Re^2: Reg: Performance
by sivaraman (Initiate) on Oct 29, 2010 at 06:34 UTC

    Thank you Salva. Now I have a code like

    my %b; while (DUMP_B) { chomp; my ($id, $ac) = split /\|/, $_; push @{$b{$id}}, $ac; } my $readID; while(defined($readID = DUMP_A)){ #chomp; $readID =~ s!\s+!!g; my $ac = $b{$readID} || []; #print "$readID: ", join(', ', @$ac), "\n"; my $arrSize = scalar @$ac; if($arrSize > 0 ){ for (my $i = 0; $i < $arrSsize ; $i++) { print OUTPUT "$readID|@$ac[$i] \n"; } } }
    This gives the expected output. Could you please explain me on 'my $ac = $b{$readID} || [];' Thank you once again and for all the Monks.

      $b{$readID} || []
      When there are no entries for $readID in DUMP_B, $b{$readID} becomes undef, appending || [] handles this special case replacing undef by a reference to an empty array so that we can dereference it later as @$ac.

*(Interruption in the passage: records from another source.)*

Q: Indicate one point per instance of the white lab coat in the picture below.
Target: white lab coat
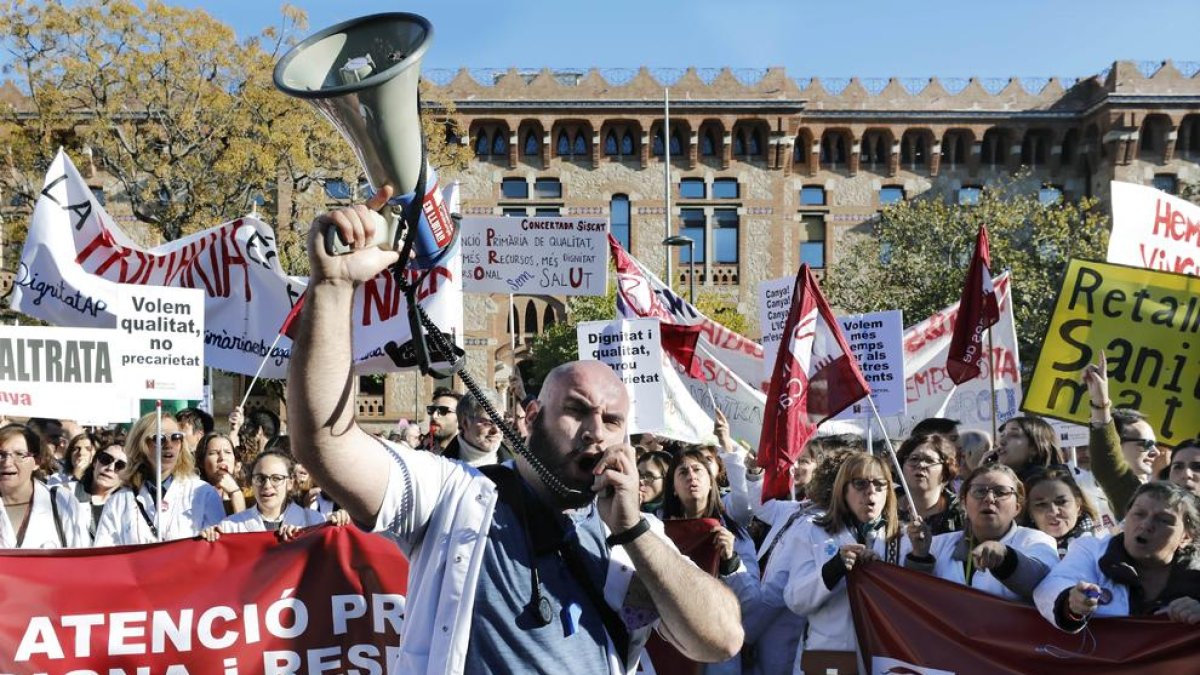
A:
(75, 511)
(251, 519)
(40, 533)
(189, 506)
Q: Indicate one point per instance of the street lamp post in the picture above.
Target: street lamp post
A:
(682, 240)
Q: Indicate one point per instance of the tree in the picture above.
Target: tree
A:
(917, 258)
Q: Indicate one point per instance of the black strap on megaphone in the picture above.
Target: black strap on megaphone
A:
(424, 332)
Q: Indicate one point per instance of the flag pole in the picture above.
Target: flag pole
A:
(991, 381)
(157, 466)
(892, 452)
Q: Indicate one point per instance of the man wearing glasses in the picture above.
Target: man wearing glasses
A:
(479, 441)
(563, 569)
(443, 412)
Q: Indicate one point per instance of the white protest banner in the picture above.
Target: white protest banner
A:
(75, 256)
(774, 302)
(1153, 230)
(929, 389)
(726, 358)
(162, 332)
(540, 256)
(61, 372)
(877, 341)
(634, 351)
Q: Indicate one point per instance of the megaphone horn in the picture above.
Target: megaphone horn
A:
(363, 75)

      A simpler version of the code follows:

      my %b; open(B, "<" . DUMP_B) || die("Could not open file \n"); while (<B>) { chomp; my ($id, $ac) = split /\|/, $_; push @{$b{$id}}, $ac; } open( OUTPUT, '>', 'INACTIVE_LIST' ) || die "Could not write to file\n +"; open(A, "<" . DUMP_A) || die("Could not open file \n"); while(<A>) { chomp; s/\s+//g; if ($b{$_}) { for my $ac (@{$b{$_}}) { print OUTPUT "$_|$ac\n" } } }
      BTW, when programming in Perl it is very unusual to use C-like (or Java-like) for loops. Instead, for (@array) { ... } and for (0..$top) { ... } are used.

        Thank you Salva for your help and also for this clarification.

        - Thank you all Monks for spent your valuable time on this.